We kind of constructed these false borders within which we decided to live, you know? We would go to cafes, but only if they had armed guards, and we would go to movies, but only if they were matinees where there weren't a lot of people. And we kind of assumed, as I think a lot of people did, that Hebrew University, this integrated place of study with both Jewish Israelis and Palestinians was off limits. And obviously that wasn't the case.

"After her recovery, we returned to the States," Harris-Gershon says, and his wife "achieved an amazing level of recovery through therapy." But eventually, he began to suffer symptoms of PTSD as well, which made it clear that he was more than a caretaker for his wife — he was a victim, too.

Harris-Gershon tried therapy, but it didn't help, so he decided to face the facts of the attack head-on.
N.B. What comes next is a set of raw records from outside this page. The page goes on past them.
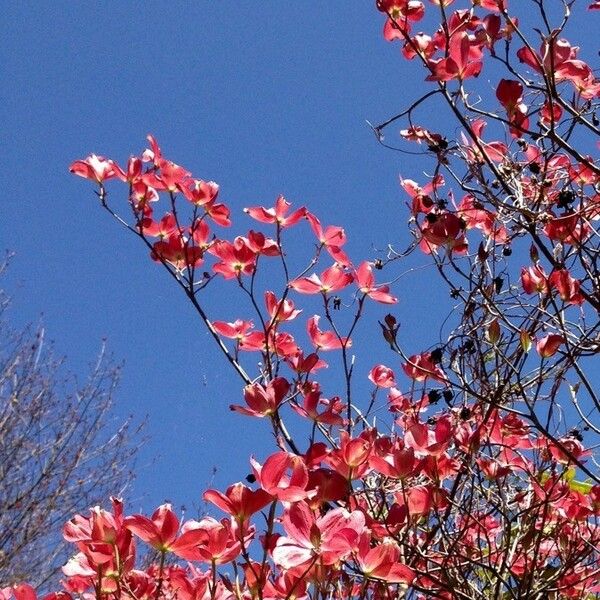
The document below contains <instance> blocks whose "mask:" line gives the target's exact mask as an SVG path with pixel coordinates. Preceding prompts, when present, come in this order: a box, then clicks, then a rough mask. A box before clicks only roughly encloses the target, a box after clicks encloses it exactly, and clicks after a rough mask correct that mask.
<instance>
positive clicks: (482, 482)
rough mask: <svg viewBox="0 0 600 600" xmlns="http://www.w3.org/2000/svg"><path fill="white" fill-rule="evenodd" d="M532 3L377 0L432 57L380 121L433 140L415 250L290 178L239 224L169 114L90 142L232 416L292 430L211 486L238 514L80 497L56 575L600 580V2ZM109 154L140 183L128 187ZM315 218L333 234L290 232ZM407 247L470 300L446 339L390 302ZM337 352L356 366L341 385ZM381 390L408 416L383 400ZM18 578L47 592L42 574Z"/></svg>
mask: <svg viewBox="0 0 600 600" xmlns="http://www.w3.org/2000/svg"><path fill="white" fill-rule="evenodd" d="M514 4H515V6H514V7H513V6H509V5H508V2H507V1H506V0H472V1H467V0H457V1H454V0H430V2H429V3H428V4H426V3H424V2H421V1H419V0H380V1H379V2H378V3H377V8H378V9H379V11H380V13H381V16H382V18H383V21H384V30H383V35H384V36H385V38H386V39H387V40H389V41H391V42H394V43H395V44H396V45H399V46H400V50H401V57H402V59H404V60H407V61H411V63H412V65H413V66H414V79H413V80H414V81H416V82H417V83H416V84H415V100H414V102H413V103H412V104H411V105H410V106H409V107H407V108H406V109H405V110H403V111H402V112H400V113H399V114H398V115H396V116H393V117H392V118H390V119H388V120H387V121H386V122H384V123H382V124H380V125H377V126H374V127H373V129H374V132H375V134H376V136H377V139H378V140H379V141H380V142H381V143H382V144H386V145H388V141H387V139H388V138H389V135H386V133H387V131H388V129H389V128H390V125H392V124H396V123H399V122H402V123H403V127H404V128H403V129H402V131H401V138H402V140H398V144H404V145H405V146H406V148H408V149H409V150H411V151H414V150H416V151H417V152H420V153H422V155H423V156H422V158H423V161H424V162H426V163H427V165H428V167H427V172H428V173H429V175H423V174H414V175H413V177H414V178H415V179H414V180H413V179H404V178H402V179H401V187H402V188H403V191H402V193H403V194H404V195H405V198H406V200H407V201H408V202H407V204H408V217H409V218H408V224H409V230H410V232H411V234H412V240H413V241H412V243H411V245H410V247H409V248H408V250H399V249H396V248H395V247H394V246H393V245H392V246H390V247H389V252H388V253H387V254H386V255H382V256H371V257H368V259H367V260H356V259H355V258H354V257H351V256H349V255H348V254H347V252H346V251H345V248H344V246H345V243H346V234H345V232H344V229H343V228H342V227H341V226H339V225H337V224H336V225H329V224H324V223H322V222H321V221H320V220H319V218H318V216H317V215H316V214H315V213H314V212H313V211H312V210H311V209H309V208H306V207H302V206H291V205H290V203H288V202H287V201H286V199H285V198H284V197H279V198H277V199H276V200H275V202H274V203H273V205H272V206H271V205H270V203H266V206H253V207H248V208H247V209H246V213H247V215H248V217H249V218H250V219H251V229H249V230H248V229H245V230H243V231H242V232H240V234H239V235H227V231H228V229H227V228H228V227H229V226H230V225H232V221H235V222H236V223H237V220H236V219H234V218H232V216H231V214H230V210H229V208H228V207H227V205H226V203H225V202H223V201H221V199H220V197H219V186H218V185H217V184H216V183H214V182H212V181H207V180H204V179H199V178H197V177H195V176H193V175H192V174H191V172H190V171H188V170H187V169H186V168H184V167H182V166H179V165H178V164H176V163H175V162H173V161H172V160H170V159H168V158H166V157H165V156H164V155H163V152H162V150H161V148H160V147H159V145H158V143H157V141H156V140H155V139H154V138H153V137H152V136H149V138H148V140H149V148H147V149H146V150H145V151H144V152H143V153H142V154H141V155H139V156H134V157H132V158H130V159H129V161H128V162H127V164H126V165H119V164H117V162H115V161H113V160H110V159H107V158H102V157H99V156H95V155H91V156H89V157H88V158H86V159H84V160H78V161H75V162H74V163H73V165H72V166H71V171H72V172H73V173H74V174H76V175H80V176H82V177H85V178H87V179H90V180H92V181H93V182H94V183H95V184H96V186H97V195H98V199H99V203H100V205H101V207H102V208H103V209H105V210H106V211H107V212H108V213H110V215H112V216H113V217H114V218H115V219H116V220H117V221H118V222H119V223H121V224H122V225H123V226H125V227H126V228H127V229H128V230H129V231H130V232H131V233H132V234H133V235H135V236H137V237H138V238H139V239H140V242H141V244H142V245H143V246H145V247H146V248H147V252H148V254H149V255H150V257H151V259H152V260H153V261H155V262H156V263H158V264H159V265H162V267H164V268H165V269H166V271H167V272H168V273H169V275H170V277H171V279H172V280H173V281H174V282H175V283H176V284H177V285H178V286H180V288H181V289H182V291H183V292H184V293H185V294H186V296H187V298H188V299H189V301H190V302H191V303H192V305H193V307H194V308H195V310H196V312H197V314H198V316H199V318H200V319H201V320H202V321H203V323H204V325H205V326H206V328H207V329H208V331H209V332H210V334H211V336H212V337H213V339H214V342H215V343H216V344H217V345H218V347H219V348H220V350H221V351H222V353H223V356H224V360H225V361H226V363H228V364H229V366H230V367H231V369H232V372H233V373H234V374H235V376H236V377H238V378H239V380H240V382H241V383H242V384H243V385H244V393H243V398H242V399H240V401H239V404H236V405H233V406H232V407H231V408H232V410H233V411H234V412H236V413H238V415H235V418H240V419H242V418H258V419H262V420H263V421H264V422H265V430H266V431H267V430H269V431H270V432H271V434H272V436H273V439H274V440H275V445H274V446H273V451H272V453H271V454H270V455H269V456H267V457H265V458H264V459H262V460H261V461H260V462H259V461H257V460H255V459H252V460H251V467H252V471H253V475H252V477H251V478H250V481H249V482H247V483H250V485H247V484H246V483H241V482H238V483H233V482H232V485H231V486H230V487H229V488H227V489H226V490H216V489H209V490H207V491H206V492H205V493H204V498H205V499H206V500H207V501H208V502H210V503H212V504H213V505H214V506H215V507H216V508H217V509H218V510H220V511H221V512H222V514H223V516H222V518H221V519H220V520H217V519H214V518H212V517H206V518H203V519H201V520H188V521H186V522H185V523H183V524H182V523H180V521H179V518H178V516H177V515H176V513H175V512H174V511H173V510H172V508H171V507H170V506H169V505H162V506H160V507H158V508H157V509H156V511H155V512H154V514H152V515H151V516H146V515H140V514H137V515H129V516H127V515H126V514H125V512H124V505H123V502H122V500H120V499H116V498H115V499H113V500H112V510H111V511H107V510H104V509H101V508H94V509H93V510H92V511H91V512H90V514H89V515H78V516H75V517H74V518H73V519H72V520H71V521H69V522H68V523H67V524H66V526H65V529H64V535H65V538H66V539H67V540H68V541H70V542H72V543H73V544H75V546H76V554H75V556H74V557H73V559H72V560H71V561H70V562H69V563H68V564H67V565H66V566H65V567H64V575H65V581H64V586H65V591H64V592H60V594H65V595H66V594H71V595H84V596H85V597H92V598H94V597H95V598H97V599H98V600H101V599H106V600H109V599H112V598H131V599H135V600H145V599H150V598H155V599H158V598H169V599H171V598H179V599H184V600H187V599H194V600H200V599H202V600H204V599H215V600H233V599H237V600H241V599H244V600H246V599H254V598H257V599H261V600H280V599H296V600H305V599H311V600H316V599H325V598H328V599H329V598H347V599H351V598H356V599H358V598H378V599H390V600H391V599H392V598H422V599H425V598H441V599H451V598H452V599H454V598H456V599H463V598H464V599H466V598H469V599H470V598H498V599H500V598H502V599H508V598H512V599H515V600H516V599H525V598H527V599H539V600H542V599H547V598H581V599H583V598H593V597H597V596H598V595H599V594H600V585H599V584H598V581H599V580H600V556H599V544H600V530H599V529H598V516H599V514H600V472H599V471H598V468H597V462H596V457H595V455H594V451H595V447H596V446H597V445H598V442H599V440H600V420H599V418H598V417H599V416H600V397H599V396H598V394H597V392H596V387H597V385H596V384H597V381H596V379H597V375H594V372H593V365H594V363H593V360H594V356H595V355H596V354H597V353H598V350H599V349H600V329H599V328H600V320H599V319H598V311H599V309H600V280H599V269H598V260H599V258H600V253H599V250H598V237H597V236H598V233H597V232H596V230H595V227H596V224H597V222H598V218H599V217H600V193H599V192H600V190H599V186H600V166H599V164H598V161H597V160H596V159H595V158H593V156H592V153H594V152H597V144H598V134H599V133H600V128H599V123H598V118H597V116H596V113H595V111H596V109H597V108H598V98H599V97H600V80H598V79H597V78H596V75H595V71H594V69H593V67H592V66H590V65H589V64H588V62H586V61H585V60H584V59H583V58H581V57H580V55H579V48H578V47H576V46H575V45H574V41H575V40H571V39H570V38H571V37H572V34H573V32H571V31H569V29H568V26H569V23H570V19H571V15H572V11H575V10H580V11H587V10H589V11H594V10H598V9H600V3H598V2H593V3H591V4H590V3H589V1H588V2H587V3H581V2H575V1H574V0H564V1H562V2H561V1H556V2H544V1H543V0H531V1H527V2H525V0H521V1H520V2H518V3H517V2H514ZM513 9H514V10H513ZM519 10H521V11H522V14H521V15H519V14H518V12H519ZM593 16H594V14H593V12H590V13H589V18H590V19H591V18H593ZM531 23H533V24H531ZM417 27H419V28H421V27H422V28H423V29H424V32H421V31H419V30H418V29H417ZM482 73H485V74H486V76H487V78H488V79H489V80H490V81H493V82H494V84H493V87H492V89H491V93H490V90H489V89H488V88H489V86H486V85H482V84H481V80H480V79H477V78H478V76H480V75H481V74H482ZM419 90H420V91H419ZM432 103H433V104H434V105H435V107H436V109H439V110H443V109H444V110H447V111H448V114H449V115H451V117H452V119H448V121H447V130H435V129H433V128H431V125H430V124H428V122H427V118H428V112H430V111H431V105H432ZM435 103H437V104H435ZM442 107H444V108H442ZM457 127H458V128H460V134H459V135H458V136H456V135H455V132H456V131H457ZM389 145H393V146H395V144H389ZM405 146H398V148H399V149H401V150H402V149H404V148H405ZM403 175H404V174H403ZM109 180H115V181H117V182H118V181H120V182H122V183H124V184H125V186H126V191H125V193H124V194H123V195H122V197H119V198H118V199H116V200H115V201H113V200H112V195H110V196H109V184H107V182H108V181H109ZM296 227H305V228H308V231H312V234H313V235H314V244H311V243H309V244H306V245H305V247H300V248H299V247H298V245H297V244H295V245H294V246H293V247H291V246H290V245H289V244H288V243H287V240H288V239H289V233H290V232H289V229H290V228H296ZM411 251H414V252H423V253H425V254H426V255H428V260H430V261H431V263H432V264H433V265H434V266H435V268H436V271H437V273H438V274H439V277H440V278H441V279H442V280H443V282H445V284H446V285H447V286H448V289H449V293H450V297H451V300H452V302H453V312H452V317H451V327H452V331H451V332H450V334H449V335H448V336H447V338H446V339H445V340H444V341H443V344H439V343H436V344H433V345H432V346H430V347H428V348H414V347H413V345H412V344H411V340H409V339H403V337H402V335H401V333H400V331H399V323H398V322H397V320H396V318H395V317H394V316H393V314H387V315H386V316H384V314H385V312H387V311H388V310H390V307H393V305H394V304H395V302H396V297H395V295H394V294H395V292H394V290H393V289H391V287H390V285H389V283H386V281H387V282H389V281H391V280H393V278H394V277H395V273H396V272H395V271H394V269H396V268H397V265H399V264H401V263H402V260H403V259H404V257H405V256H406V255H407V254H408V253H409V252H411ZM278 276H280V278H279V279H278ZM223 286H225V287H223ZM221 289H226V290H228V291H227V293H229V294H233V293H234V292H237V293H238V294H239V297H240V304H239V305H240V307H241V306H242V300H243V301H244V302H245V308H243V309H242V308H240V313H239V316H238V318H237V319H236V320H234V321H232V322H229V321H224V320H220V316H219V315H210V314H208V313H207V310H206V303H205V298H206V296H207V295H209V294H211V293H220V290H221ZM213 290H214V291H213ZM309 296H312V297H314V298H316V299H318V300H319V301H320V308H319V310H318V311H317V312H316V314H314V315H311V314H307V312H306V310H304V311H303V307H306V306H313V305H314V304H311V300H310V298H308V297H309ZM378 305H383V307H380V308H379V310H380V311H381V310H382V309H384V310H383V312H381V320H380V323H379V324H380V327H381V334H382V339H381V343H382V344H383V345H386V346H388V347H389V361H387V363H388V364H387V365H384V364H374V365H372V369H371V371H370V375H369V379H370V385H371V389H372V391H371V393H370V394H366V395H365V394H364V393H362V391H361V392H360V393H357V389H359V388H362V389H364V385H363V383H364V382H358V381H357V378H356V376H355V373H354V369H353V366H354V362H353V355H354V354H356V355H358V354H360V348H358V347H357V346H356V345H354V346H353V345H352V341H353V337H355V334H356V332H357V331H358V330H359V328H360V327H362V325H363V322H364V321H366V320H368V319H369V318H370V315H372V314H373V312H374V308H376V307H377V306H378ZM311 312H312V311H311ZM304 327H305V328H306V331H307V333H308V337H307V338H303V336H302V333H301V329H302V328H304ZM303 339H307V340H308V343H304V342H303ZM326 364H328V365H329V366H330V370H331V369H337V370H338V371H339V378H338V389H337V390H336V391H335V395H333V396H331V397H328V398H326V397H324V396H325V391H324V386H323V385H322V384H321V383H320V370H321V369H322V368H323V367H324V366H326ZM327 395H329V394H327ZM382 407H385V409H387V410H389V411H390V412H391V413H392V416H393V425H392V426H391V427H389V428H386V429H383V428H382V427H381V426H380V425H379V422H378V423H377V427H376V426H375V421H374V414H375V411H376V410H379V411H381V408H382ZM307 440H308V441H307ZM140 545H142V547H146V548H150V549H153V550H154V552H155V554H156V560H155V561H154V562H152V564H151V565H150V566H147V565H146V566H141V563H140V562H139V561H137V562H136V547H139V546H140ZM3 593H4V596H5V597H6V598H10V597H11V595H14V596H15V598H16V599H17V600H21V599H29V598H33V597H34V592H33V590H32V589H30V588H28V587H27V586H26V585H23V586H20V587H17V588H14V589H5V590H4V592H3Z"/></svg>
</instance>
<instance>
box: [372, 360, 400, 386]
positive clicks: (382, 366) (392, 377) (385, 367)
mask: <svg viewBox="0 0 600 600" xmlns="http://www.w3.org/2000/svg"><path fill="white" fill-rule="evenodd" d="M369 379H370V380H371V381H372V382H373V383H374V384H375V385H376V386H377V387H382V388H389V387H394V386H395V385H396V381H395V379H394V371H392V370H391V369H390V368H389V367H386V366H385V365H376V366H375V367H373V368H372V369H371V372H370V373H369Z"/></svg>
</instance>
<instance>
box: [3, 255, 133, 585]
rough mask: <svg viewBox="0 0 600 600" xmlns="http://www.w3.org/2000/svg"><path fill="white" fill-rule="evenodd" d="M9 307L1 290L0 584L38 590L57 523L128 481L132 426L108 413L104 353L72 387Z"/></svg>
mask: <svg viewBox="0 0 600 600" xmlns="http://www.w3.org/2000/svg"><path fill="white" fill-rule="evenodd" d="M2 270H3V268H2V267H1V266H0V273H1V272H2ZM7 306H8V298H7V296H6V295H5V294H4V292H3V291H2V290H0V582H2V583H4V584H8V583H12V582H16V581H20V580H24V579H27V580H29V581H31V582H33V583H34V584H35V585H37V586H44V584H46V585H47V584H48V583H50V582H51V580H52V578H53V577H54V576H56V574H57V570H58V568H59V567H60V565H61V564H63V563H64V558H65V554H64V552H63V542H62V539H61V537H60V528H61V526H62V524H63V523H64V522H65V521H66V520H67V519H68V518H69V517H70V516H71V515H72V514H73V512H74V511H76V510H85V509H86V508H87V507H89V506H91V505H94V504H97V503H99V502H100V501H103V500H104V499H105V498H106V497H107V495H111V494H113V495H114V494H118V493H120V491H122V490H123V489H124V488H125V487H126V486H127V484H128V483H130V482H131V480H132V477H133V468H132V466H133V459H134V455H135V452H136V449H137V447H138V446H139V441H140V435H139V434H140V427H137V428H132V423H131V421H130V420H127V421H126V422H124V423H120V424H117V422H116V421H115V418H114V416H113V415H112V410H111V409H112V405H113V394H114V390H115V387H116V385H117V382H118V379H119V368H118V367H116V366H115V365H114V364H112V363H111V361H110V359H109V358H108V357H107V356H106V353H105V350H104V348H102V350H101V352H100V355H99V357H98V360H97V362H96V364H95V365H94V366H93V367H92V368H91V371H90V373H89V375H88V376H87V381H85V383H83V384H78V382H77V380H76V378H75V377H74V376H73V375H72V374H70V373H68V372H66V371H65V368H64V361H63V359H59V358H57V357H56V356H55V355H54V353H53V351H52V348H51V346H50V345H49V344H45V343H44V329H43V328H41V327H40V328H37V329H32V328H28V329H25V330H23V331H14V330H13V329H12V328H11V327H10V326H9V324H8V322H7V318H6V308H7Z"/></svg>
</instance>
He learned that the man behind the attack, Mohammad Odeh, had been captured and jailed.

"He reportedly told Israeli authorities that he was sorry, that he was remorseful that so many people had died in the attack," Harris-Gershon says.

That remark didn't make sense to Harris-Gershon, so he decided to travel to confront Odeh. Jamie wanted nothing to do with it, though she was supportive. After Israeli authorities denied his request to talk with Odeh, Harris-Gershon tracked down Odeh's family, and they agreed to meet.

"This had traumatized them as well," Harris-Gershon says. "They were [a] moderate, middle-class family that didn't know what Mohammad was doing. They had no idea that he was involved with Hamas. They were broken, and I think we both needed to try and treat this in some way."

It was a cathartic conversation for both sides. The family welcomed Harris-Gershon "with open arms." They got to know each other, and "it was a conversation about how much both of us desired peace."